Comparison Between Theil-Sen Regressor and Simple Linear Regression
Theil-Sen Regression
Objectives: To show Theil-Sen Regression is more robust against outliers compared to Simple Linear Regression
#import models and plotting tools
from sklearn.linear_model import TheilSenRegressor, LinearRegression
from sklearn.model_selection import cross_val_score, train_test_split
from sklearn.metrics import r2_score
import pandas as pd
import numpy as np
import matplotlib.pyplot as plt
import seaborn as sns
from IPython.core.display import HTML
np.random.seed(42)
Create a dataset with X as the number of coin flips and y as the number of heads from the coin flips.

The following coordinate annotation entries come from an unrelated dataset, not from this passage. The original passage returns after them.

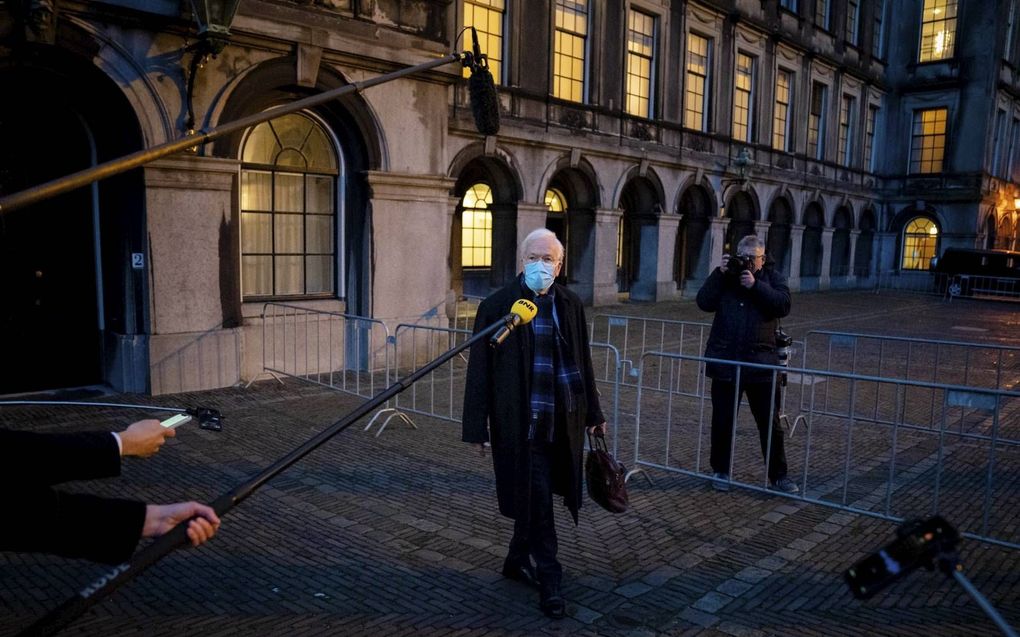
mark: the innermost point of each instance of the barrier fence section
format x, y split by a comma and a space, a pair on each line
440, 393
631, 336
343, 352
864, 453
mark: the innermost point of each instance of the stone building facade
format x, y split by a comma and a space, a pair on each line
855, 137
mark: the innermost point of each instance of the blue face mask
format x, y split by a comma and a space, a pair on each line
539, 275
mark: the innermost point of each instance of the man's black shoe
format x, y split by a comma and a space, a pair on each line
552, 602
520, 572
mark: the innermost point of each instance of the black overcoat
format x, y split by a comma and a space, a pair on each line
745, 322
73, 525
497, 400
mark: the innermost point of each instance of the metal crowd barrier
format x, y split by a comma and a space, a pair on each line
954, 362
343, 352
864, 453
631, 336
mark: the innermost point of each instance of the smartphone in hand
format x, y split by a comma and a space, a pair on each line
175, 421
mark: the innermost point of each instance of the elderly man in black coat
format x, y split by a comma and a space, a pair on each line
531, 399
748, 303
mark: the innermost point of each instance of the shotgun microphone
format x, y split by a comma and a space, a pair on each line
481, 91
521, 312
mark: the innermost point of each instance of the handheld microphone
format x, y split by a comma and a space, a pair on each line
481, 92
521, 312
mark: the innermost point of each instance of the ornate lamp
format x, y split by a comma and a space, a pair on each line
213, 17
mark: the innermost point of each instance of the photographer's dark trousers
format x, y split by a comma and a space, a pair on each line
537, 536
760, 397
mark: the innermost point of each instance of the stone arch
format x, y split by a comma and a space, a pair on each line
777, 244
69, 115
641, 200
692, 256
843, 223
812, 249
865, 244
742, 210
504, 182
355, 128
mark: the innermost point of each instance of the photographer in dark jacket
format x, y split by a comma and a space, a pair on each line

Then, add 5 outliers of 100% heads and 100% tails into the data.
# Create a dataset
def coin():
return np.random.choice(['Heads', 'Tails'])
X = list(range(1,101))
df = pd.DataFrame({
'X' : list(range(1,101)),
'y' : [sum([1 if coin() == 'Heads' else 0 for _ in range(i)]) for i in X]
})
# df.head()
#Add outliers to the dataframe
df_outliers = pd.DataFrame({
'X' : [ 50, 30, 40, 35, 45, 80, 90, 100, 100, 60, 70],
'y' : [ 100, 70, 80, 20, 5, 80, 95, 10, 120, 6, 8]
})
df = pd.concat((df,df_outliers))
df.info()
<class 'pandas.core.frame.DataFrame'>
Int64Index: 111 entries, 0 to 10
Data columns (total 2 columns):
X 111 non-null int64
y 111 non-null int64
dtypes: int64(2)
memory usage: 2.6 KB
Plot the dataset to see the outliers.
sns.lmplot('X', 'y', data=df);
Here, I did a train test split by splitting the data into 50/50.
# Do a Train-test-split
X = df[['X']]
y = df['y']
X_train, X_test, y_train, y_test = train_test_split(X, y, train_size=0.5, random_state=42)

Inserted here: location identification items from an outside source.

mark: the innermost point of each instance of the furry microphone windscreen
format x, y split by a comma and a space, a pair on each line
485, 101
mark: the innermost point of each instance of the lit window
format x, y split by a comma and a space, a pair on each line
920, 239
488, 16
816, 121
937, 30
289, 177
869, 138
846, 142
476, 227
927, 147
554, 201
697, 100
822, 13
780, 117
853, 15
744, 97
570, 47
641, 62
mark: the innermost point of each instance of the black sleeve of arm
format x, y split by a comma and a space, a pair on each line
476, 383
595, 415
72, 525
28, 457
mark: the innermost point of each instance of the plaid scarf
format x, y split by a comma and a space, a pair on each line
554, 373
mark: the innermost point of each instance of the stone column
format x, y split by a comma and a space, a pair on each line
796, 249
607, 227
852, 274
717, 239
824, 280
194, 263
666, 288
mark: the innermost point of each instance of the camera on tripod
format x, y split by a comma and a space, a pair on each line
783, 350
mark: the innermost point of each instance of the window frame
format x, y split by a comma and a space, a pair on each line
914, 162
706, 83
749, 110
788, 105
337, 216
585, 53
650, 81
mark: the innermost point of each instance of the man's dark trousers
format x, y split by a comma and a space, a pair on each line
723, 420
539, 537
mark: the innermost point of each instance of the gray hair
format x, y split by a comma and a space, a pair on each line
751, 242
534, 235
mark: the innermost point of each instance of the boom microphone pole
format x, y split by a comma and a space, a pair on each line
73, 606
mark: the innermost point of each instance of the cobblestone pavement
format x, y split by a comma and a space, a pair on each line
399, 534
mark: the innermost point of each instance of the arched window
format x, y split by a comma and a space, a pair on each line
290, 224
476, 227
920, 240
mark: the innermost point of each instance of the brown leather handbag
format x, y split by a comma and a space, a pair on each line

Instantiate the linear regression model and train it with X_train and y_train from the train test split.
Then, score the model with X_train, X_test and do a cross validation of 5 folds from the original data to find the R2 scores.
# Create linear model
linear_model = LinearRegression()
linear_model.fit(X_train, y_train)
print(linear_model.score(X_train, y_train))
print(linear_model.score(X_test, y_test))
cross_val_score(linear_model, X, y, cv=5).mean()
0.3788042856591475
0.7084611406650192
-0.28135931886744714
Instantiate the TheilSen regresson and train it with X_train and y_train from the train test split.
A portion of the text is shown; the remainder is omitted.